Here are some high-level steps for beginning with the migration process —
- Ensure that all the new code which is being written, is Python 2 and 3 compatible with proper unit test case coverage.
- Plan the changes well. Decide a module, package or microservice you’d want to start with.
- Take a look at the dependencies and packages you’d need to upgrade for Python 3 support. Most of the packages updated versions support Python 3 or there would most likely a Python 3 alternative to those which have been abandoned.
- Use one of the automated tools or linters to identify the changes you’d need to make to your code.
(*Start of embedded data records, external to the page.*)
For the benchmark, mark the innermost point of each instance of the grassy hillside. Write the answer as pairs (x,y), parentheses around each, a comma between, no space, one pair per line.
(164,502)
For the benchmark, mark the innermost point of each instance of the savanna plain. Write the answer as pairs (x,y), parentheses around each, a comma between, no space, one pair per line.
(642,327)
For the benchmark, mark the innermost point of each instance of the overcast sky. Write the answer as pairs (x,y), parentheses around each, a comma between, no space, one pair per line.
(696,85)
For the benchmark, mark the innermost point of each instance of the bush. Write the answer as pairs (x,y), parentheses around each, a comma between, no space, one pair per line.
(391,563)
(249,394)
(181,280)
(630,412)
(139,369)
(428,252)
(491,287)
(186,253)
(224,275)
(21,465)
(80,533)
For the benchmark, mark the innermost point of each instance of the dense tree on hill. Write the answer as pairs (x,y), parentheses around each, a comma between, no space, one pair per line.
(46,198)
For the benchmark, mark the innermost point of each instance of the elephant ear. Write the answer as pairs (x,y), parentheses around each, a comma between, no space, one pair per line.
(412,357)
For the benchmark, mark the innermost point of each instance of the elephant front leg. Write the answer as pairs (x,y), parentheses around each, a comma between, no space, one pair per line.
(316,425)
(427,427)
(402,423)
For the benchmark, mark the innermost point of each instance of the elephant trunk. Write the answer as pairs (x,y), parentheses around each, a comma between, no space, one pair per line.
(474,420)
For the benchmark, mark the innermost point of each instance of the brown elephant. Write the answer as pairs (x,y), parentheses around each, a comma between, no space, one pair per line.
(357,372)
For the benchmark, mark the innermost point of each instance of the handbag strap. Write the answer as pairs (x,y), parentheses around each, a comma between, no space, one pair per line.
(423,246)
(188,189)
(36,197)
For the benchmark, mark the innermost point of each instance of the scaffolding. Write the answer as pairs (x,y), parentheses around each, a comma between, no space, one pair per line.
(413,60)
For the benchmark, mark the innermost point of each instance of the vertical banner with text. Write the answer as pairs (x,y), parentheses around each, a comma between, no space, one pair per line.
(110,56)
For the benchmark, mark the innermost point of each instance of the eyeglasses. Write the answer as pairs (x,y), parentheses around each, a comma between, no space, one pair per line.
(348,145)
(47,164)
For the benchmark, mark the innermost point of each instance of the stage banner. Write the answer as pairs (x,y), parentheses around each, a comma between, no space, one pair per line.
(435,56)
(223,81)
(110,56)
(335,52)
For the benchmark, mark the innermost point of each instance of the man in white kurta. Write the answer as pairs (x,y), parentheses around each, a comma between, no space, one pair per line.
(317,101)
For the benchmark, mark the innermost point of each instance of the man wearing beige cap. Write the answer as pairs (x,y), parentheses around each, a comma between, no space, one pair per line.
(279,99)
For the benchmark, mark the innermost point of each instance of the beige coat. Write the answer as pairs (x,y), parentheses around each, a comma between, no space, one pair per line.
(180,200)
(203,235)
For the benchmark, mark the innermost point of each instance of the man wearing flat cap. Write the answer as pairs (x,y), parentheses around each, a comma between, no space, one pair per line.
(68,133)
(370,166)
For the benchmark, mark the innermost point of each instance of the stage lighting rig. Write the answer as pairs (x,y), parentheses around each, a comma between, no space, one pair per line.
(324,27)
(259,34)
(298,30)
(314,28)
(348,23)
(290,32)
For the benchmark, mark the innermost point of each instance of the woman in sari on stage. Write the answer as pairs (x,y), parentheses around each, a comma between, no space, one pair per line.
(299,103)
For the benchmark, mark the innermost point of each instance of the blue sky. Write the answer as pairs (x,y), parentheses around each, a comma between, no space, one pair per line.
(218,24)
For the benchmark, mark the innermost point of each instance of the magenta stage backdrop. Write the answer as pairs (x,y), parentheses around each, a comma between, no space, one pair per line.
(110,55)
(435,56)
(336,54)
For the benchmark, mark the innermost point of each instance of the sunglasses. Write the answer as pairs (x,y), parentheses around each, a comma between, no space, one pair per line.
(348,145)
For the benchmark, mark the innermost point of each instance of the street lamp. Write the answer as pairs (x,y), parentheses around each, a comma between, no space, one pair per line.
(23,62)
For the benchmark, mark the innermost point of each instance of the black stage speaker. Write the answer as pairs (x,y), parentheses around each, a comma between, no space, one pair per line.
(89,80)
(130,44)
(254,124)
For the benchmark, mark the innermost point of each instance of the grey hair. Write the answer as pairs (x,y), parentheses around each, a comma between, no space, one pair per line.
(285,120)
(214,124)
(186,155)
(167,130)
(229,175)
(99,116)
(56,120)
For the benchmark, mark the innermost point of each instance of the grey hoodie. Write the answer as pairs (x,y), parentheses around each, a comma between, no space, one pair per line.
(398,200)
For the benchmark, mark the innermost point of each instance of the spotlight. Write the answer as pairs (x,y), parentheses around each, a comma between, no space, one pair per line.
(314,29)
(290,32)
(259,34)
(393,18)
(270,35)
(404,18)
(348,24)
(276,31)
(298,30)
Discuss those with the team for the need, performance and complexity.
- Once you do a change compatible with both Python 2 and 3, make sure to fix the unit test cases to work with both Python 2 and 3. Use
tox
to run your tests in the two separate Python environments.tox
is discussed in the following section on importance of having tests during migrations. - Make sure the code going into the master branch passes the test cases written for both Python 2 and 3. It’d be helpful to add a new step of running all test cases in Python 3 in CI or release pipeline.
Usually, in most of the organizations, releases are done under some sort of feature flagging or percentage rollout to users on production instead of immediately rolling out to 100% of the traffic. Once the migration of a module is complete, it could be first released to the developers or users within the organization, then to beta and then to the rest of the users.
This helps as most of the bugs will be identified during initial development and beta phases itself. After the rollout is 100% done and is working fine, compatibility code can be deleted and you’d be able to use the new features of Python 3. This approach was taken by Instagram to migrate their huge codebase to Python 3 with zero downtime.
Importance of testing in migrations
Tests are an important part of software development life cycle. If your application has a good unit test case coverage, you can confidently refactor your code and not worry of repercussions.
In the migration from Python 2 to 3, an important first step would be to check the percentage of code covered using some tool(Ex — coverage.py
) by unit tests and maximizing the same by writing more test cases. This investment speeds up the development cycle in long run. It’ll enable you to handle a change as small as a string update to as major as Python 3 to 4(which could be coming 😛)
After a decent test coverage, you could utilize tox
— a package which lets you run tests on different python versions in isolated virtual environments. It can also be integrated with popular CI pipelines like Jenkins, CircleCI and Travis CI. You could also parallelize the whole test suite runs on different python versions using tox
if it affects the speed of release process.
Conclusion
In this article we discussed the why and how of migrating from Python 2 to 3. We looked at what all good things Python 3 has to offer, their usage and advantages. We explored some automated tooling to help with migration process, two different strategies to approach the migration and their pros and cons.
Migration from 2 to 3 is a challenging but rewarding process. The result is a better codebase, improved developer productivity and performance. It would give you a solid foundation to scale for the next few years, at least. You’d also be able to contribute back to open-source Python community which is making sure it keeps getting better and better over time.